The harms of Chinese ethnonationalism are most sharply felt in Xinjiang. Not only has the new Han chauvinism produced mass imprisonment of as many as 1 in 10 Uyghur men, family separation that results from internment and residential boarding schools has become endemic. Back in Uyghur villages the education policy combined with the broader “de-extremification” campaign has targeted the basic material forms of Uyghur history. In a 2020 article, Grose shows how local officials have demanded that Uyghurs redesign their housing interiors to reflect “modern” Chinese norms. This requires them to eliminate communal platforms and replace them with cheap sofas. They have also plastered over Islamic architectural features on their walls. In another article, he shows how Uyghur marriages and funerals are now officiated by state workers. A historian of Uyghur material culture, Rian Thum, has also shown that the Chinese government has bulldozed over 100 graveyards across the region as part of a state project to “standardize” burial practices. Thum argues that “the desecration of shrines, the forced reordering of household space, and the demolition of cities in the name of modernity, civilization, and development have all been common tactics of conquering empires and, especially, settler colonial projects around the world.”
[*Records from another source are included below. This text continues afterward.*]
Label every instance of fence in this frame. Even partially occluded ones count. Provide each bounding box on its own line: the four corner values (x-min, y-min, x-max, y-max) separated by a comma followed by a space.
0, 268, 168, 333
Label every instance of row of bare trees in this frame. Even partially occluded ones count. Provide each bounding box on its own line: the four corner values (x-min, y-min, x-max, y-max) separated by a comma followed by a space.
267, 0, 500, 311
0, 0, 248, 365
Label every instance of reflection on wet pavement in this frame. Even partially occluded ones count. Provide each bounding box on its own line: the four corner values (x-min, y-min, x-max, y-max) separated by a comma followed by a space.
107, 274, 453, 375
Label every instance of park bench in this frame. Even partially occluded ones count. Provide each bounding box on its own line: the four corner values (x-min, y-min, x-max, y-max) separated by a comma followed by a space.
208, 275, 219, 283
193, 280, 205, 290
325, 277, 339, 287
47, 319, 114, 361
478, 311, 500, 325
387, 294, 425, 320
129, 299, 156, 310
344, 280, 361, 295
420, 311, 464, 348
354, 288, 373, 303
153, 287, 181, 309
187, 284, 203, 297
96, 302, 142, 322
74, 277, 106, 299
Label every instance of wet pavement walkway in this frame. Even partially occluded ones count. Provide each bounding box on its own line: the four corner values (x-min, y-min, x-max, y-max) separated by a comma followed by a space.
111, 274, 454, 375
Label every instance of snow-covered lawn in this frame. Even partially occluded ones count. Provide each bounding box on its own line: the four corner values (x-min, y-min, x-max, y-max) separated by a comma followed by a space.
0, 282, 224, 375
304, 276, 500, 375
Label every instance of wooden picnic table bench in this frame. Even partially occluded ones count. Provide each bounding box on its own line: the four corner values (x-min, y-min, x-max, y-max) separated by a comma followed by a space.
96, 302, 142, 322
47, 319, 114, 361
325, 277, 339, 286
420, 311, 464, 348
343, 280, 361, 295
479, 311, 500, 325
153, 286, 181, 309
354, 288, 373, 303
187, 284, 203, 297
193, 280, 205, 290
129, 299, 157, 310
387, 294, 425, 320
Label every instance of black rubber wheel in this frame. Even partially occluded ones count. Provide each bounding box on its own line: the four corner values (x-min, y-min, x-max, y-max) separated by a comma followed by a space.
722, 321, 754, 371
For Uyghurs, ethnic identity is built from the place where they are born and their ancestors are buried. The priorness of being rooted in a place, and all of the claims to self-determination that such a position entails, is what makes it a primary target of elimination by the “reeducation” system in the Uyghur region. Drawing on examples ranging from North America to Australia, the historian Patrick Wolfe notes that “settler colonialism destroys to replace.” Ethnic extinction is not just about desecration, it is also about making something new. Through this process, Uyghur land is remade into Chinese property, and Uyghur behavior is controlled and ordered by the state. The standardization of Uyghur funeral practices is a way of reclaiming Uyghur cemetery space for real estate development, “happiness” park construction, and parking lots, and, in some cases, simply blank space. Bulldozed graveyards are a physical manifestation of ethnic extinction.

In a 2018 interview, a Han government official told a reporter that what is happening to the Uyghurs was specific to them. “They just don’t have human rights,” he said. Ethnic extinction is often framed as a kind of dissipation, a disappearance of a minority into the majority group. But, because Uyghurs like Kaiser have now been marked as undeserving of the protections of the common people — the laobaixing — ethnic extinction, at least for many, is a process of demolition. This in turn is destroying the space of class-based solidarity between Han and Uyghurs. The space of dissonant fusion where ethnic difference is recognized and protected is likewise on the brink of extinction.